Although bedbugs can be infected with at least 28 human pathogens, no studies have found that the insects are capable of transmitting any of these to humans. They have been found with methicillin-resistant Staphylococcus aureus (MRSA) and with vancomycin-resistant Enterococcus faecium (VRE), but the significance of this is still unknown.

Investigations into potential transmission of HIV, MRSA, hepatitis B, hepatitis C, and hepatitis E have not shown that bedbugs can spread these diseases. However, there is some evidence that arboviruses may be transmissible.

Bedbug bites (cimicosis) may lead to a range of skin manifestations from no visible effects to prominent blisters. Effects include skin rashes, psychological effects and allergic symptoms.

== Occurrence and distribution ==

Cimex lectularius is found all over the world in almost every area that has been settled by humans.
In the past, bedbugs were particularly an affliction of the poor and occurred in mass shelters. However, in the early part of the modern resurgence it was the tourist areas that were impacted. Today, bedbugs have conquered quite diverse locations, ranging from hospitals and hotels, to trains, cruise ships and even airplanes. Most commonly, bedbugs travel as stowaways in luggage, although they can be transferred via furnishing and other belongings, as well by spreading to adjoining properties. Since there are no mandatory reporting requirements, exact figures on the occurrence of bedbugs are unknown and, due to the stigma often associated, many infestations are simply not reported.

==Lifecycle==

If feeding regularly, a female bedbug can lay between two and three eggs per day throughout her adult lifetime, which may last several months, allowing one female to produce hundreds of offspring under optimal conditions. The tiny (<1 mm) yellowish-white eggs look vase-shaped and are laid within harborages where the insects rest between bloodmeals and spend virtually all of their time; although parasitic, they do not reside either on or in their hosts, and only contact them briefly for bloodmeals. Eggs typically hatch within 10 days at room temperature, but become inviable below 14 C. Cimex lectularius goes through five immature lifestages that each require a bloodmeal to develop and move on to the next stage. Its lifecycle develops more swiftly at warmer temperatures, and slowlier at lower ones. Once an egg hatches, the larval form must have one bloodmeal a week as it completes each of its five or six molts.
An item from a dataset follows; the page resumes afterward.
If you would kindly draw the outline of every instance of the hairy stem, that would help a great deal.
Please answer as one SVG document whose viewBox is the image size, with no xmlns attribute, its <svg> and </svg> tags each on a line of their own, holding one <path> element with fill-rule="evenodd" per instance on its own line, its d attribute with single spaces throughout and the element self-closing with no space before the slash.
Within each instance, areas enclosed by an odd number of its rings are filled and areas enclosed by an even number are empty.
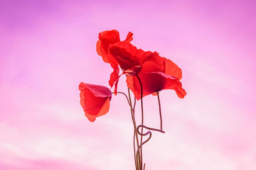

Once it completes the final molt, it will have reached the adult stage and can reproduce. Meals take several minutes to consume, and occur only under optimal surrounding conditions: darkness, warmth, and enough carbon dioxide in the air. C. lectularius typically feeds on sleeping hosts; it tends to feed exclusively on humans, being an obligate bloodsucker (also called hematophage). Newly hatched nymphs must consume a bloodmeal within two to three days lest they starve to death, whereas adults can live for as long as six months between feedings.

==Resistance==
Some populations have evolved resistance to insecticides. Seong et al. (2010) found deltamethrin resistance provided by an allele – L925I – of the voltage gated sodium channel. They discovered also a dose–response relationship of resistance to the L925I copy number.